Os países receptores de dólares (a China em especial) se vêem colocados diante de um dilema. Não participam nem têm influência alguma sobre decisões econômicas do governo dos Estados Unidos, que se aproveita do privilégio do dólar. Se aceitam a inundação de dólares, seja por excedentes comerciais ou pela baixa taxa de juros norte-americana ou por ambos os fatores, sofrem a pressão para a elevação da sua taxa de câmbio, a perda de competitividade comercial e o perigo de deixar aninhar perigosos capitais especulativos de curto prazo.

Para evitar essa inundação, a conduta imposta é comprar papéis de dívida emitidos pelo governo norte-americano e acumulá-los nas reservas monetárias, sofrendo o perigo de que qualquer desvalorização do dólar seja uma desvalorização de suas reservas. À China ou a outros países que acumulam grandes volumes de dólares ou de papéis da dívida norte-americana denominados em dólares, não se lhes permite comprar ativos não financeiros nos Estados Unidos. Quando a China tentou (a compra de instalações para a distribuição de combustíveis) o governo dos Estados Unidos o proibiu. Nesse caso não valem o livre fluxo de capitais, o livre comércio e a retórica habitual. Só podem comprar ativos financeiros para financiar os déficits estadunidenses.

Ao comprar os bônus do Tesouro os países entram no “equilíbrio do terror financeiro” e passam a contribuir para financiar um destino não previsto nem desejado: o gasto militar do Pentágono.

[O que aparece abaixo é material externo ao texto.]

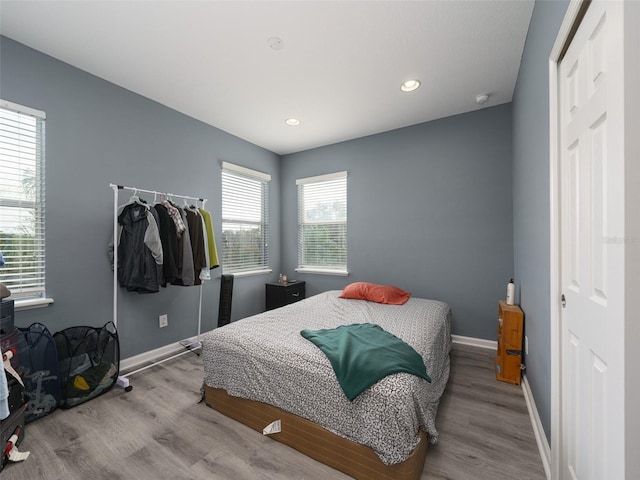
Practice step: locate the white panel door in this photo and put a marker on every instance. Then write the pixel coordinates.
(592, 221)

Ocorre assim para os países receptores de dólares surgidos dos déficits norte-americanos, uma dupla compreensão. São lesionados ao ver-se estruturalmente empurrados a financiar passivamente a máquina militar norte-americana por meio de um “equilíbrio do terror financeiro” baseado não em sua superioridade econômica, mas no poderio militar. E ao fazê-lo, países como a China e a Rússia estão alimentando o mesmo gasto e poderio militar que aponta armas nucleares para eles.

O maciço gasto militar tem um objetivo geoestratégico hegemônico e sua lógica última é a guerra.

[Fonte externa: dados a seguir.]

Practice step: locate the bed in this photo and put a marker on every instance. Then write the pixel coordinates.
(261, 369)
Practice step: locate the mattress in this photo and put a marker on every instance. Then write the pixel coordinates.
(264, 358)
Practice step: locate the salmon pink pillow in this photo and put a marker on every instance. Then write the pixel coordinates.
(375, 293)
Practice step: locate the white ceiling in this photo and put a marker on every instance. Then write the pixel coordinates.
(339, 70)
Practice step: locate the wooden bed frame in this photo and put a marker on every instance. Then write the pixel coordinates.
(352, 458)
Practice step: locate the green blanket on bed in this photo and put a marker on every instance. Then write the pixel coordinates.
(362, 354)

Não poucas pessoas nos Estados Unidos crêem nas virtudes de estímulo econômico que uma guerra pode trazer. Recordam com nostalgia que a guerra hispano-cubano-americana, a primeira guerra da etapa imperialista, serviu em 1898 para que os Estados Unidos escapassem da crise econômica daquela década. O que foi a Segunda Guerra Mundial? Esta finalmente provocou a suficiente destruição de forças produtivas para deixar para trás a Grande Depressão e abrir caminho aos dourados anos 1950. A recessão de finais dos anos 1940 foi superada com a ajuda da guerra da Coréia.

Esta nostalgia, que incrementa o perigo de uma catastrófica guerra nuclear, ignora que aquelas guerras convencionais correspondentes à época pré-nuclear poderiam atuar como estímulos anticrises, mas a guerra atual da era nuclear perdeu essa capacidade.

As guerras com armas convencionais tinham duas virtudes como reanimadoras da economia: mediante a produção maciça de armamento convencional para atender pedidos do Estado em guerra, se gerava emprego nas cadeias produtivas de então, e também a guerra convencional acelerava a destruição de forças produtivas que a crise econômica tinha iniciado, e levava ao nível suficiente para impulsionar a recuperação sobre a base da reconstrução do pós-guerra. A destruição era a suficiente para completar e acelerar o peculiar papel da crise econômica como destruidora de riqueza para iniciar depois outra fase expansiva e não era tanta ao ponto de ameaçar a vida da espécie humana e do planeta. Era possível para o capitalismo não só sobreviver, mas utilizar a guerra como tônico estimulante para a economia.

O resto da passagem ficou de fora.